This comes after 43-year-old David Ngwenya appeared at the Springs Magistrates' court on Monday morning charged with the premeditated murder of Yende.
Ngwenya was denied bail and is expected back in court on Friday. He was arrested in Carletonville last week.
Yende's decomposing body was discovered last month locked inside one of the Eskom substation offices in Springs in Ekurhuleni. She had been reported missing for several days before her body was found.
Thirty-year-old Yende had been last seen when she went to her workplace in Springs on May 17. A post-mortem confirmed that she had been strangled.
Yende's family has been holding intermittent pickets outside the substation in the hopes that their questions to the utility about her mysterious death would be answered.

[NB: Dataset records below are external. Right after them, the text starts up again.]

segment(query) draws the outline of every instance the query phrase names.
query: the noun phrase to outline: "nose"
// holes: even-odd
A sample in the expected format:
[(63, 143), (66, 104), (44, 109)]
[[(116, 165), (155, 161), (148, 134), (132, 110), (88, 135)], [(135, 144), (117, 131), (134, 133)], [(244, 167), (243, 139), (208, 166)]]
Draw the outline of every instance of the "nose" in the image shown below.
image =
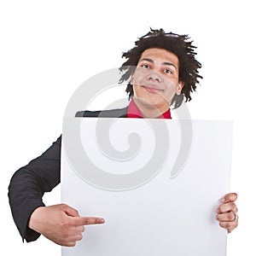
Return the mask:
[(148, 79), (151, 81), (157, 81), (159, 83), (161, 82), (160, 75), (153, 70), (148, 73)]

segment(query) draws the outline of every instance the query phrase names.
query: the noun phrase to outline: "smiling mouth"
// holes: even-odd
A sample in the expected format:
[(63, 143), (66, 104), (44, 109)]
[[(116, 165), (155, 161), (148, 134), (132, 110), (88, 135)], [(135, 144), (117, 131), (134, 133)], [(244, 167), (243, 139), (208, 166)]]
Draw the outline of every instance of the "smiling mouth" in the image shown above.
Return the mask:
[(151, 93), (158, 93), (158, 92), (161, 92), (163, 91), (162, 89), (159, 89), (159, 88), (155, 88), (155, 87), (152, 87), (152, 86), (143, 86), (143, 88), (145, 88), (148, 91), (151, 92)]

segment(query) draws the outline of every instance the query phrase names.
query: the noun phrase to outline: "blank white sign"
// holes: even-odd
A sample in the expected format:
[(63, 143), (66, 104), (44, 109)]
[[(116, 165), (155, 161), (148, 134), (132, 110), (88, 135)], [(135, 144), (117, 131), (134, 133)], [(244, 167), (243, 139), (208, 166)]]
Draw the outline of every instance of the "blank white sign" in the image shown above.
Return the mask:
[[(73, 125), (62, 137), (61, 201), (81, 216), (102, 217), (106, 223), (86, 226), (83, 240), (74, 247), (63, 247), (62, 256), (226, 255), (226, 230), (215, 212), (229, 192), (231, 122), (105, 118), (67, 122)], [(73, 138), (77, 131), (72, 127), (78, 125), (79, 134)], [(167, 134), (157, 134), (160, 127)], [(109, 137), (110, 149), (101, 145), (102, 135)], [(164, 150), (154, 152), (163, 137)], [(155, 156), (162, 162), (159, 170), (147, 166), (157, 162)], [(174, 172), (177, 158), (183, 165)], [(88, 176), (91, 165), (106, 175)], [(144, 166), (151, 175), (137, 176)]]

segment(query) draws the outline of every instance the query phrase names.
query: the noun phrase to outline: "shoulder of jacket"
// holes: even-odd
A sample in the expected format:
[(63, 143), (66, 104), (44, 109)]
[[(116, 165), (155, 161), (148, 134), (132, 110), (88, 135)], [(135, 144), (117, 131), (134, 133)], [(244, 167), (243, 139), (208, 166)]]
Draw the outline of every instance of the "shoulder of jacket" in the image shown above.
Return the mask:
[(79, 111), (75, 117), (105, 117), (105, 118), (121, 118), (127, 117), (128, 107), (123, 108), (98, 110), (98, 111)]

Numsa's acting spokesperson, Phakamile Hlubi, said the union hoped that this latest development would be the first step in helping the Yende family to achieve a sense of justice over her murder.
"We hope that the investigation will result in a successful prosecution of the alleged perpetrator and that the courts will hand down a stiff sentence for this heinous crime," Hlubi said.
"Numsa remains committed to supporting the family through this terrible ordeal and will continue to offer them whatever assistance that they require."
There were allegations that Ngwenya was a senior supervisor with Eskom management, but police said he was not an employee of the power utility.
Hlubi said if these allegations were true, Eskom has no choice but to take full responsibility for Yende's death.
"We will continue to keep up the pressure on Eskom to improve safety conditions for our members particularly those who are forced to work in isolated places," Hlubi said.